As a film, “Wheelman” drives through the familiar terrain of three films. Michael Mann’s 1981 classic “Thief," which features a storyline that twists around the traditional paradigm of “honor among thieves.”

The 2002 film “Phone Booth,” which also finds its lead character dealing with threats from an unknown caller. Lastly, there is 2013's “Locke,” wherein a lone driver must sift through a set of precarious personal issues via numerous phone calls in the car.

Unlike the title character in the savvy Tom Hardy starrer, Wheelman interacts with other characters in the flesh. While in another variance, Grillo's Wheelman is plagued by the machinations of his unruly 13-year-old daughter, Katie (a terrific Caitlin Carmichael), whose disrespectful attitude towards her father is appalling to behold.

The movie does not appear to judge Katie, as her dad overlooks her horrendous behavior due to the harrowing circumstances he finds himself in. It also helps that she can leverage his guilt over his criminal career and the impact it has had on her.

Know-it-all teens are a huge gamble for any thriller to take because their arrogant demeanor drags down a genre film's momentum. Take, for example, the recent “Jack Reacher” sequel, which saw a similarly disrespectful teen undermine that film’s titular lead. It is a decision that draws down the film’s fuel as a thriller and distracts the central character from expressing the confidence they should consistently exude.

In the case of “Wheelman,” the inclusion of Katie's character is a more natural fit for the story. With so many adjacent movies to contend with, it is all the more impressive that “Wheelman” manages to carve out some refreshing nuances that set it apart from each of these films mentioned above.

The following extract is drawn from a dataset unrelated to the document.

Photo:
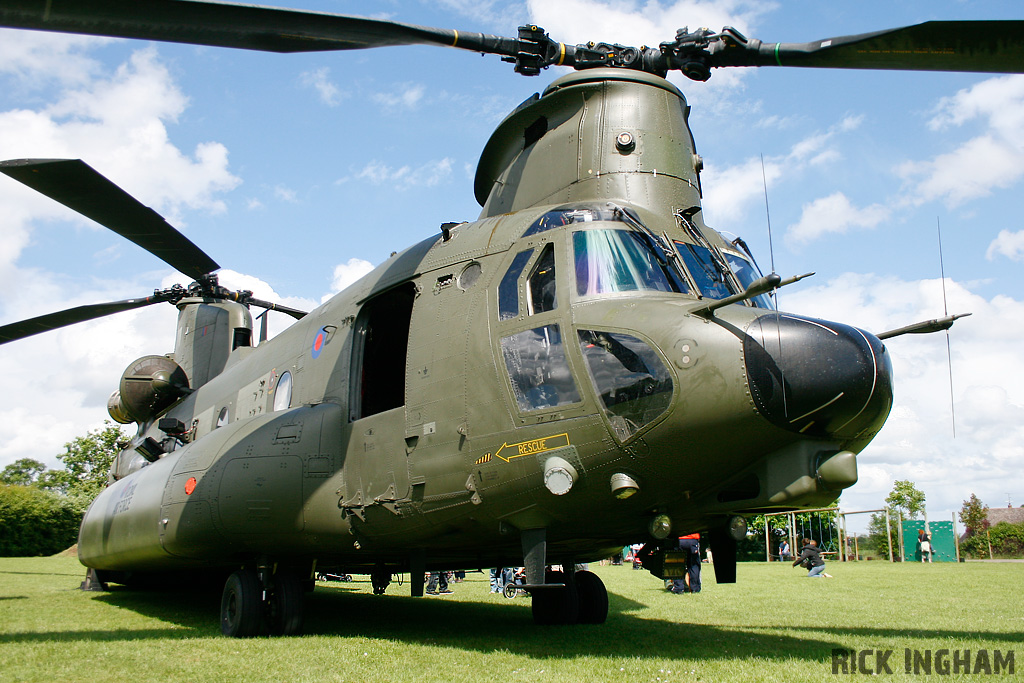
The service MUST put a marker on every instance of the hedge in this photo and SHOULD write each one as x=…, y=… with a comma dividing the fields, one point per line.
x=36, y=522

For instance, the film's documentary-style cinematography is craftily intimate, without crossing realistic bounds. It is this voyeuristic approach that makes the film bite with an intense manner of suspense.

Frank Grillo’s raw performance as the title character is another one of the aspects that make “Wheelman” particularly special, as Grillo ramps up the intrigue surrounding an enigmatic character pushed to the brink. It’s a performance that vigorously syncs with the film’s tonality while taking it to new heights.

Likewise, Garret Dillahunt gives another memorable turn as Clayton, the guy who set up Wheelman’s fateful gig. As he has been in so many other performances, Dillahunt is a scene-stealer, whose turn begs for more screen time than he gets.

“Wheelman” opts for a messy and downright graphic realism that makes its "anything-can-happen" atmosphere, nail-bitingly horrifying. A smooth thriller that arrives at its destination without hitting any major speed bumps, “Wheelman” is as compelling navigating its straight-aways, as it is its winding roads.

Rating: 7.5/10


“Wheelman” is currently streaming on Netflix.